“I Have Killed My Son”: Delving into Key- Utterances in Tennyson’s Dora (1842)
DOI:
https://doi.org/10.36473/ujhss.v226i1.174Keywords:
Filicide, Family Disintegration, the Victorian Age, Live Corpses.Abstract
Dora (Composed in 1835. Published in 1842) is one of Tennyson’s least anthologized poems, even though it incorporates a number of distinctive utterances scarcely found elsewhere in his oeuvre. Apart from the original collection of 1842, and the poet’s Complete Works, the poem is absent from the anthologies. This poem has received minimum attention from the critics.

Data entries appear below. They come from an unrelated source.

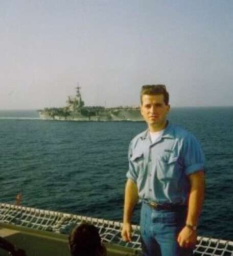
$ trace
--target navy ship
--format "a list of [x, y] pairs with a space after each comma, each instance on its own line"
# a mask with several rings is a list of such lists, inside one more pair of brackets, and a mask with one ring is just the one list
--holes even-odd
[[78, 86], [76, 89], [76, 95], [68, 96], [66, 106], [39, 110], [40, 118], [69, 121], [143, 121], [139, 106], [85, 106], [80, 93], [81, 87]]

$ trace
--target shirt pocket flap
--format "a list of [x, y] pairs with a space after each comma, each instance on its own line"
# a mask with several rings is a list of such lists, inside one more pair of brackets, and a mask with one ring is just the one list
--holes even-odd
[[143, 152], [135, 152], [132, 156], [131, 160], [134, 162], [138, 162], [143, 159]]
[[173, 163], [175, 163], [177, 161], [178, 157], [171, 156], [168, 160], [168, 164], [170, 164]]

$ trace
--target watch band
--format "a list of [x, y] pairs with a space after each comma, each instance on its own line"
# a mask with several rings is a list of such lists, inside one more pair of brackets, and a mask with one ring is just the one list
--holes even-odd
[[190, 225], [187, 224], [186, 226], [193, 231], [196, 231], [197, 230], [197, 226], [196, 225]]

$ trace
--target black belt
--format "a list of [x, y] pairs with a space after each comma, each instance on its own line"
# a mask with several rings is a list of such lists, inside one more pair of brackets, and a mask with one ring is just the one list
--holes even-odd
[[167, 210], [174, 211], [179, 211], [180, 210], [184, 210], [187, 208], [187, 206], [184, 204], [160, 204], [156, 202], [144, 202], [144, 203], [151, 208], [157, 210]]

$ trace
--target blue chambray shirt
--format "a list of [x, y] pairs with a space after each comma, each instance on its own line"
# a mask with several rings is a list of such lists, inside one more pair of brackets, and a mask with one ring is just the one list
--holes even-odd
[[160, 204], [185, 204], [188, 176], [204, 169], [204, 156], [190, 133], [169, 122], [156, 142], [146, 130], [131, 141], [126, 176], [137, 184], [139, 199]]

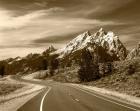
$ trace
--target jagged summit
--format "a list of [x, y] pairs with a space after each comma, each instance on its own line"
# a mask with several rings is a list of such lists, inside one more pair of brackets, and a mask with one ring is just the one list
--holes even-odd
[[126, 58], [126, 48], [119, 40], [119, 37], [112, 31], [106, 32], [103, 28], [100, 28], [94, 34], [86, 31], [78, 35], [66, 47], [57, 50], [55, 53], [60, 55], [59, 58], [63, 58], [83, 48], [88, 48], [94, 53], [94, 50], [98, 47], [102, 47], [110, 56], [116, 56], [116, 59], [122, 60]]
[[140, 57], [140, 42], [137, 44], [136, 48], [132, 49], [127, 56], [127, 59], [134, 59]]

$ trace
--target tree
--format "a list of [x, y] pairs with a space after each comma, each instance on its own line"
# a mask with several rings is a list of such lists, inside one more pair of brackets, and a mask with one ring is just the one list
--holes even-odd
[[135, 65], [130, 64], [128, 66], [128, 71], [127, 71], [128, 75], [134, 74], [135, 73], [135, 70], [136, 70]]
[[47, 70], [48, 69], [48, 61], [47, 59], [42, 60], [42, 69]]
[[81, 82], [89, 82], [99, 78], [99, 67], [93, 63], [89, 50], [84, 49], [81, 53], [80, 69], [78, 77]]
[[50, 59], [49, 59], [49, 73], [51, 76], [54, 75], [54, 71], [58, 69], [58, 66], [59, 66], [59, 61], [57, 57], [58, 57], [57, 55], [52, 55], [50, 56]]
[[5, 74], [5, 65], [2, 63], [0, 66], [0, 75], [3, 77]]

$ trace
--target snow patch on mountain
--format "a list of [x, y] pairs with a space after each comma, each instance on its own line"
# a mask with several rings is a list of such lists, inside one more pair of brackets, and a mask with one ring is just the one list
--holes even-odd
[[[78, 35], [76, 38], [70, 41], [66, 47], [57, 50], [53, 54], [59, 54], [59, 58], [63, 58], [64, 56], [72, 54], [78, 50], [86, 47], [93, 48], [93, 46], [96, 48], [98, 46], [102, 46], [109, 53], [116, 54], [118, 58], [123, 55], [123, 57], [120, 57], [120, 59], [124, 59], [124, 56], [126, 55], [126, 48], [119, 40], [119, 37], [111, 31], [104, 31], [103, 28], [101, 28], [95, 34], [90, 34], [89, 31], [86, 31], [83, 34]], [[90, 48], [90, 50], [93, 50], [92, 48]]]

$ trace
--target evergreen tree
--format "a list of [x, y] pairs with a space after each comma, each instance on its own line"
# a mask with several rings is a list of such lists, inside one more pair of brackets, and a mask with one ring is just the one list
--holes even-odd
[[99, 77], [99, 67], [97, 64], [93, 64], [93, 59], [89, 50], [84, 49], [81, 53], [78, 76], [81, 82], [93, 81]]

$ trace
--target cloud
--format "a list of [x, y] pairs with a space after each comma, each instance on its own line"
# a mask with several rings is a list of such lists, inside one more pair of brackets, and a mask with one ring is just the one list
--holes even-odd
[[28, 25], [32, 20], [45, 14], [44, 10], [32, 12], [23, 16], [14, 17], [10, 11], [0, 10], [0, 30], [20, 28]]
[[25, 55], [51, 44], [60, 48], [100, 27], [132, 47], [140, 40], [139, 9], [138, 0], [1, 0], [0, 57], [16, 56], [17, 49]]

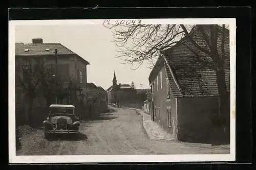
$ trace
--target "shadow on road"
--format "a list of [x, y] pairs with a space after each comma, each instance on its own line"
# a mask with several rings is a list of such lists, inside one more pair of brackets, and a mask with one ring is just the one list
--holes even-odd
[[79, 141], [87, 140], [88, 138], [87, 135], [79, 132], [78, 134], [55, 134], [49, 138], [48, 140]]

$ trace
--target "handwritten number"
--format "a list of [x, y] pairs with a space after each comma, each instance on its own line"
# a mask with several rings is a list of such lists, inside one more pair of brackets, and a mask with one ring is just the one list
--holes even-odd
[[[110, 25], [111, 23], [111, 19], [105, 19], [104, 20], [104, 21], [103, 22], [102, 25], [104, 25], [104, 24]], [[141, 24], [141, 19], [137, 19], [137, 20], [135, 19], [133, 19], [133, 20], [132, 20], [132, 21], [131, 21], [131, 20], [130, 20], [130, 19], [127, 20], [125, 20], [125, 19], [123, 19], [120, 22], [119, 22], [118, 20], [115, 20], [115, 25], [123, 25], [125, 23], [126, 26], [127, 26], [131, 23], [134, 25], [136, 22], [138, 24]]]
[[125, 24], [126, 24], [126, 25], [129, 25], [130, 23], [131, 23], [131, 20], [126, 20], [126, 22], [125, 22]]
[[119, 25], [119, 23], [118, 23], [118, 21], [117, 20], [115, 20], [115, 22], [116, 23], [116, 25]]
[[123, 24], [123, 23], [124, 23], [124, 20], [123, 20], [123, 20], [122, 20], [121, 21], [121, 22], [120, 22], [120, 25], [122, 25], [122, 24]]
[[110, 25], [110, 19], [105, 19], [102, 24], [104, 25], [105, 22], [106, 22], [106, 23], [108, 25]]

There are expressions in this dramatic poem unique to it only. It is intriguing that this work has attracted only a few passing remarks from the specialists, even though it was found good enough to put on the stage in the United States of America during the 1870s, according to Peter Hall’s Theatrical Anecdotes (P.32). It is different from the rest of the poet’s creative works because it is his only poem that treats filicide. The research questions focus on the following: Why did Tennyson write such a poem in the first place? Why did he borrow the plot from a prose narrative? What are the consequences of a Tennysonian character willing to venture outdoors? Are some of Tennyson’s characters in the poem simply corpses, like the walking dead in Gothic narratives? The utterances selected for the analysis are few and short but are key statements that highlight what Tennyson needed to articulate.